The Chronicle

of a ColdFusion Expatriate

"Leadership BS" Is BS

September 7, 2021

I don’t really do “book reviews” on here, and I don’t intend to start now, but this is a reaction to the book “Leadership BS” by Jeffrey Pfeffer.

What seems to be the core premise of this book is that there are these “leadership myths” propagating that are doing harm to workplaces and people’s (mostly leaders’ or aspiring leaders’) job prospects.

The framing example is Jack Welch, onetime CEO of GE, who is painted as this great business leader and everyone wants to emulate him, but the story leaves out things like GE’s “rank and yank” performance management policy, stories about “GE jerks” and other examples of fraud, price-fixing, and so forth.

The premise that inspirational figures have flaws that are glossed over or omitted from the stories is a good one, and one which I agree with.

Then it all goes sideways.

It’s important to have a balanced and accurate picture of people you idolize, if only because you shouldn’t hold yourself to an unrealistic standard. Great people have done great things, but most have also done bad things. Nobody is perfect. Strive for that perfection, but give yourself a break when you screw up, because screwing up is normal, and is necessary for learning.

Where Pfeffer goes off the rails, in my opinion, is that he twists it around to say that not only is it important to maintain a view of both the good and bad behaviors or principles of our business heroes, but that in fact many of their bad behaviors were necessary and should be emulated.

Pfeffer’s position is that learning good behaviors from successful business leaders like Jack Welch and Andy Grove is fine, but it overlooks the role their bad behaviors played in their success, so to achieve that success for yourself, you should be willing to:

  • Distrust people by default,

  • Break your promises,

  • Be narcissistic, and

  • Lie to people, especially those who work for you

Where this book drives straight off the cliff for me is that while the positive behaviors and concepts espoused by people like Andy Grove might not lead you straight to their levels of success, I don’t think that the solution is to tell aspiring leaders that they all have to be jerks, too.
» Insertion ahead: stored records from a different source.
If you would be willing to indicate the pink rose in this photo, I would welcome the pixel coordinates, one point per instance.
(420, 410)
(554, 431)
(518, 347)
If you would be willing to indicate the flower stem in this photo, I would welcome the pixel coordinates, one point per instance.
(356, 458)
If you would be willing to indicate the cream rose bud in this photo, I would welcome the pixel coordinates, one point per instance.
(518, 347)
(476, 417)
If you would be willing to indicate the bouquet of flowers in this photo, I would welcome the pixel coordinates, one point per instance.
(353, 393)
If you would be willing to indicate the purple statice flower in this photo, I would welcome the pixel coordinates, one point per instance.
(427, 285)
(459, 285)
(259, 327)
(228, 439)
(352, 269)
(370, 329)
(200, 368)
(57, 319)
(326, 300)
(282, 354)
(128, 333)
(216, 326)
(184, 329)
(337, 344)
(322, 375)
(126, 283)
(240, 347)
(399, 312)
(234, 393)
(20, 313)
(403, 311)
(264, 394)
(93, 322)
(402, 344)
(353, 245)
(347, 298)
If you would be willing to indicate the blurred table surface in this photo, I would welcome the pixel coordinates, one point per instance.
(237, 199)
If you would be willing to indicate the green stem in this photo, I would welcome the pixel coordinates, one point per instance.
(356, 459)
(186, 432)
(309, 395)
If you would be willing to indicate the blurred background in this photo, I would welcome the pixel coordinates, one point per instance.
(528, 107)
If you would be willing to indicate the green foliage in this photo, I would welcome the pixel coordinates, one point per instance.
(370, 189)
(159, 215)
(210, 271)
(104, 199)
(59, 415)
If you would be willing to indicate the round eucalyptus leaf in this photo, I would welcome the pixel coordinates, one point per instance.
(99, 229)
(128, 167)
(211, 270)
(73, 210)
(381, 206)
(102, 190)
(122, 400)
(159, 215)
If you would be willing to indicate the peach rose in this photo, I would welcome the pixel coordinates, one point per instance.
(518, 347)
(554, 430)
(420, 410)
Leadership self-help books leave out the jerk behaviors because everyone knows they’re jerk behaviors and what we don’t really need in this world is more jerks, so even if we end up with a leadership class that can’t seem to build the next juggernaut company like Intel, at least we aren’t being led by egomaniacal, sociopathic charlatans.

It’s one thing to suggest that we may have accidentally mythologized our idols and point out the flaws in our narrative. It’s quite another to write a self-help book celebrating Donald Trump’s narcissism or Andy Grove’s “wolf school” where he taught new managers to literally yell into people’s faces.

Where Pfeffer is correct is that our biographies should be balanced. Where he is wrong is that our self-help and behavioral recommendations should be, too.